Two figures in Greek mythology

In Greek mythology, Leos (/ˈliːˌɒs/; Ancient Greek: Λεώς) may refer to the following personages:

- Leos, one of the ten or twelve Eponyms of the Attic phylae whose statues were at the Athenian agora near the Tholos. He was the son of Orpheus and father of a son, Cylanthus, and of three daughters, Praxithea (or Phasithea, Phrasithea), Theope and Eubule. In obedience to the Delphian oracle he had his three daughters sacrificed in order to relieve the city of famine. A location in Attica and a hero-shrine was said to have received the name Leokorion/Leocorion after these daughters of Leos (Λεὡ κόραι, Leō korai) and Leokorion (Λεωκόριον). In reality though, the story of the daughters of Leos could have been invented to explain the placename.

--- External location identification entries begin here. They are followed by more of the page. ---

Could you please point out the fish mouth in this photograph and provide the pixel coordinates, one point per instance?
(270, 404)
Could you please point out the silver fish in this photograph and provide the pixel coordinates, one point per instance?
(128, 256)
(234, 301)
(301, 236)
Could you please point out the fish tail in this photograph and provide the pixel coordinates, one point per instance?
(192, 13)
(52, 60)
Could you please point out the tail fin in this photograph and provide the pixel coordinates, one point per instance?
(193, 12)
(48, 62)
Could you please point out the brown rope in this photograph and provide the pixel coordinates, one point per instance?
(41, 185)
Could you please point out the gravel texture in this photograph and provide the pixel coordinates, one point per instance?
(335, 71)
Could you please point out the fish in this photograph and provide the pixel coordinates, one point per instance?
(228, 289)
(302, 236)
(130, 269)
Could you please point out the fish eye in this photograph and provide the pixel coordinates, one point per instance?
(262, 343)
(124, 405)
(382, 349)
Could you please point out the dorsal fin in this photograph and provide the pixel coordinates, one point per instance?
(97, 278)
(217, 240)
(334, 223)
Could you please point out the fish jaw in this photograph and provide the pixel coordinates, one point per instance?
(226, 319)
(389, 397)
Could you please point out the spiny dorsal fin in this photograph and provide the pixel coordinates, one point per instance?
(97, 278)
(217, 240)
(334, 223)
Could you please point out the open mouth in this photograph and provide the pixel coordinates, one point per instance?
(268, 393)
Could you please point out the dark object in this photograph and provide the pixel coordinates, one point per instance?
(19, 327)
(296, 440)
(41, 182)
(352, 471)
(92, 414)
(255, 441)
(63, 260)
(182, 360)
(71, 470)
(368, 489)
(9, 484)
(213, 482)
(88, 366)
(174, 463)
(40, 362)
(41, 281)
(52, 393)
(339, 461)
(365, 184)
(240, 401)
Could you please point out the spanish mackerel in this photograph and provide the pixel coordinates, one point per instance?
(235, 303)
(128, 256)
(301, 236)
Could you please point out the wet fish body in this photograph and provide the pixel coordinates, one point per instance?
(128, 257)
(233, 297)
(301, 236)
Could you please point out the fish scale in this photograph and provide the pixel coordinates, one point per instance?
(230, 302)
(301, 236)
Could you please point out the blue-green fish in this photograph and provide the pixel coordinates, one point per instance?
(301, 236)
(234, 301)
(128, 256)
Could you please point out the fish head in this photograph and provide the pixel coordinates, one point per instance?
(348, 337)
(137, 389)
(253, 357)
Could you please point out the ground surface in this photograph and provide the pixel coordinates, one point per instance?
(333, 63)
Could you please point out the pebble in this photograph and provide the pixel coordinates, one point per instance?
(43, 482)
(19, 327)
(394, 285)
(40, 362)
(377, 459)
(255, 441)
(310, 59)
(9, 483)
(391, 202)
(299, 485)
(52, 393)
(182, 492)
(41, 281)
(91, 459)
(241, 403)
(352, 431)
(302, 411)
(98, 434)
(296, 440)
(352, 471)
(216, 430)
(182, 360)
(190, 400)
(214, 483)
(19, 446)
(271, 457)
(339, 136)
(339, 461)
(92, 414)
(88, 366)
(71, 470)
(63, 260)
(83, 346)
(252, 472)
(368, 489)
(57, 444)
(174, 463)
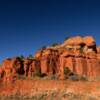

- Leos, a native of Agnus, Attica, the herald of the sons of Pallas. He betrayed them by informing Theseus of their imminent attack, which let him strike at them while they were unaware and win. From that circumstance there was no intermarriage between the demes Agnus and Pallene, and the Pallenian heralds never used the formula "ἀκούετε λεῷ" ("Listen, people") because of the homophony of the word leōs "people" and Leos' name. The people of Agnus, on the contrary, sacrificed to Leos.